His comments stem from a sharp rise in the yield on the benchmark 10-year Treasury note over the past week. The move, driven by the introduction of vaccines and hopes of pent-up demand, heightened growth and inflation expectations and threw risk-weighted assets on their knees as investors contemplated the possibility of central banks tightening monetary policy.

Stocks can often fall when interest rates rise as large companies have to pay more to service their debt, causing investors to reevaluate the trading environment.

The spike in yields declined a little late on Monday and the 10-year yield was around 1.4256% in Europe on Tuesday afternoon, close to the level seen a year ago when the Covid-19 pandemic spread across the world spread.

However, Smead pointed out that the 10-year return was above 3% at the end of 2018, suggesting that a return to the underlying economy could have a stronger negative impact on the stock market.
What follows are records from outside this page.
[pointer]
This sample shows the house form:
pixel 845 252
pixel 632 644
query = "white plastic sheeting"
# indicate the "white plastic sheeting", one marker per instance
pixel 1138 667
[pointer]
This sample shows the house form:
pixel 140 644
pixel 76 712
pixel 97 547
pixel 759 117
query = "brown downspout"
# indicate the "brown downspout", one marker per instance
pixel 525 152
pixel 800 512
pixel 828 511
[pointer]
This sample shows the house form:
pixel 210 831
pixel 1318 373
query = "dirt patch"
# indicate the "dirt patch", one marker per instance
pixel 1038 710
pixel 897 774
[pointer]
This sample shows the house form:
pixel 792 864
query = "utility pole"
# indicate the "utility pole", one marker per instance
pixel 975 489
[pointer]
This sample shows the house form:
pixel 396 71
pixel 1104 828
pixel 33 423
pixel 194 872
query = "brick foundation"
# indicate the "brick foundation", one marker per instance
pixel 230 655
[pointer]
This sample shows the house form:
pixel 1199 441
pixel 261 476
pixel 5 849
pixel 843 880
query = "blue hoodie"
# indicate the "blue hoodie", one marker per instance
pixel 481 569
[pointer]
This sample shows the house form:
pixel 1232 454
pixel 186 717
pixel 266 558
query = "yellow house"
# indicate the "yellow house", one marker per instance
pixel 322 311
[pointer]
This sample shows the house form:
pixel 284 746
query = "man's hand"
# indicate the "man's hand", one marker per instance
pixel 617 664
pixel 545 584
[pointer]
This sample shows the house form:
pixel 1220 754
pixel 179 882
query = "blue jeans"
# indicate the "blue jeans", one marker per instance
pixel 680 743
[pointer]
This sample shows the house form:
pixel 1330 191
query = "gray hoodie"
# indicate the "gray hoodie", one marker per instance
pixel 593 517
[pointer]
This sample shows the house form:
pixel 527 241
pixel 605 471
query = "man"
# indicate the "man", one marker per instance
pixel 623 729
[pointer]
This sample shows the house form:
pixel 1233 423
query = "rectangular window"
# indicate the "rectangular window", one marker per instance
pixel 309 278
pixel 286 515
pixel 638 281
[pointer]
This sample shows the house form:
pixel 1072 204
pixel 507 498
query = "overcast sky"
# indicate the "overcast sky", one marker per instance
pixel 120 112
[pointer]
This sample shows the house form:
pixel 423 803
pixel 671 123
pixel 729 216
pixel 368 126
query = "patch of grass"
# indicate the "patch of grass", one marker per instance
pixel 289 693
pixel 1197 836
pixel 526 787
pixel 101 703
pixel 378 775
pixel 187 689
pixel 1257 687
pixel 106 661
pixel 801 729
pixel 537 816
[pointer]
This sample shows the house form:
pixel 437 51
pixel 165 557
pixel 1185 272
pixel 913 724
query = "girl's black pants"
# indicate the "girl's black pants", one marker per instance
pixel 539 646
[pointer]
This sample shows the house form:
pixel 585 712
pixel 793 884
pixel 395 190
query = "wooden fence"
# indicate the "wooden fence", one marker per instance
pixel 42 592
“I’m 37 years old and most people my age have never seen a nasty bear market in their lives. They could barely breathe in the spring, but they’ve never seen really terrible stock markets, and they’ve never seen bonds Have lost money. ” he added.

“I think most investors just aren’t prepared because dogs chase cars and people chase stocks. It’s the nature of the animal.”

The recent surge in yields has resulted in further rotation into so-called cyclical stocks, whose performance tends to be in line with the strength of the broader economy such as energy and finance. Smead suggested that “while market risk looks terrible, investment risk is wonderful,” noted that his firm had bought stocks of mall operators like Simon at cheap prices.

“It’s just a whole different conversation than saying, ‘How much will the S&P 500 earn next year?’ And only God knows what someone is going to pay for that revenue on a valuation basis, “he said.

The majority of U.S. blue-chip companies that have reported full-year 2020 profits in the past few weeks have exceeded analysts’ expectations. However, Smead suggested that market valuations may have moved away from these fundamentals and may have been vulnerable if the economic recovery continues to fuel the recent surge in bond yields.

“With the S&P 500 moving away from tangible or intangible assets, there is no link today between those assets and the price of the stocks in relation to the market,” he said.

“I think this is where the stock damage is going to be – if people wake up with it. We could see some hell and pain in the next two to three years,” added Smead.